Serverless and AWS IAM
I want to write down my recent experience with serverless framework and AWS IAM. Like others, the infrastructure I work on uses terraform. I have atlantis and terraform setup, so other developers don’t need expansive privilege to provision infrastructure on AWS. The actual deployment is done via atlantis using an IAM role. The terraform apply only happens when the pull request is reviewed and approved and atlantis is responsible running terraform apply.
Recently, we want to use serverless framework to manage lambda deployment on AWS, and we run into an insufficient IAM permissions. Developers today uses IAM role that are generously provisioned (we can definitely do better to narrow it further). In particular the insufficient permission has to do with the ability to create IAM roles. Let’s double click here.

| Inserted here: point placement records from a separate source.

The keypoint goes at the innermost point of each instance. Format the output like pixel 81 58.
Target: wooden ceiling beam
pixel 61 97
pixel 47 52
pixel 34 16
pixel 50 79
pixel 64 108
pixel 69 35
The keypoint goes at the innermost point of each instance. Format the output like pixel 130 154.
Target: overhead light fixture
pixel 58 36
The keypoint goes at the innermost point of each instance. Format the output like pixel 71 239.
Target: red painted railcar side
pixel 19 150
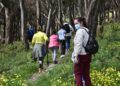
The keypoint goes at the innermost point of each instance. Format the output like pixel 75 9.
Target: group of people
pixel 61 39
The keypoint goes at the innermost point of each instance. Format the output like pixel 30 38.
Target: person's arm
pixel 78 42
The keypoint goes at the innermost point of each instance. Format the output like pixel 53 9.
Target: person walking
pixel 39 39
pixel 81 58
pixel 69 29
pixel 54 45
pixel 61 34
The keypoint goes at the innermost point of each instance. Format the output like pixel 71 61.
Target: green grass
pixel 16 67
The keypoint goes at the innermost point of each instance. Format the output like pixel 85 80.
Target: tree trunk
pixel 48 22
pixel 24 36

Serverless framework creates an IAM role for each “service” which can include lambdas. So, the execution IAM session needs create role permission. However, it’s rare we want any developer to create a new IAM role outside terraform. A role typically includes what permission is allowed, and we really want a review process to make sure grants are not overly provisioned.
Now the goal is to allow a deployment process that allows our CI/CD tool to use a machine user credentials to invoke the serverless framework deployment. A separate machine user is preferred because serverless framework uses a lot of AWS services. We have to be careful that IAM policy document has size limits.

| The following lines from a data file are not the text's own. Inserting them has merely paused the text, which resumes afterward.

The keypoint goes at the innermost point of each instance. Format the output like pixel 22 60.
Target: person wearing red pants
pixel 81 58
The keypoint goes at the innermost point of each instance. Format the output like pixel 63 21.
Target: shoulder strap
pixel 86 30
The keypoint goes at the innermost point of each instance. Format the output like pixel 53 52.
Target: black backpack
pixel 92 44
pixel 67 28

Reading through documentation provided by the serverless framework, it provides a gist as minimal starting point. A closer examination is needed — the resource value is “*”, that means the “minimal” policy can affect many other resources that are managed in terraform.

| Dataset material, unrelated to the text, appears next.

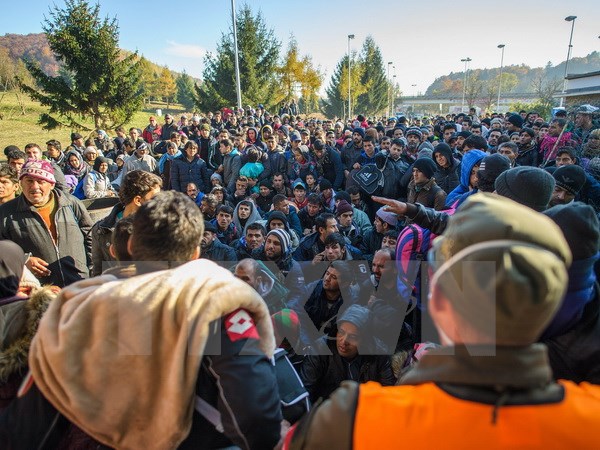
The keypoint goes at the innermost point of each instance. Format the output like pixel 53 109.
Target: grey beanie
pixel 529 186
pixel 357 315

We want to use some type of namespace (in IAM case, prefix-matching) to restrict the IAM permission to only the serverless framework managed resources. I have provided the following examples if you are looking to minimize the IAM policy used for serverless deployment. One note to make is I haven’t figured out how to minimize API Gateway resources due to arn are not human readable as they are api-id based and I have not figured out the tagging syntax currently used by serverless framework. Another additional task is to restrict the IAM policy only usable within the VPC.
- A (hopefully) minimum AWS IAM policy for serverless framework (github.com)
- A (hopefully) minimum AWS IAM policy for serverless framework (terraform version) (github.com)
I want to use this opportunity to start a conversation for those that are using serverless framework in production to learn from each other the best security and operating practice.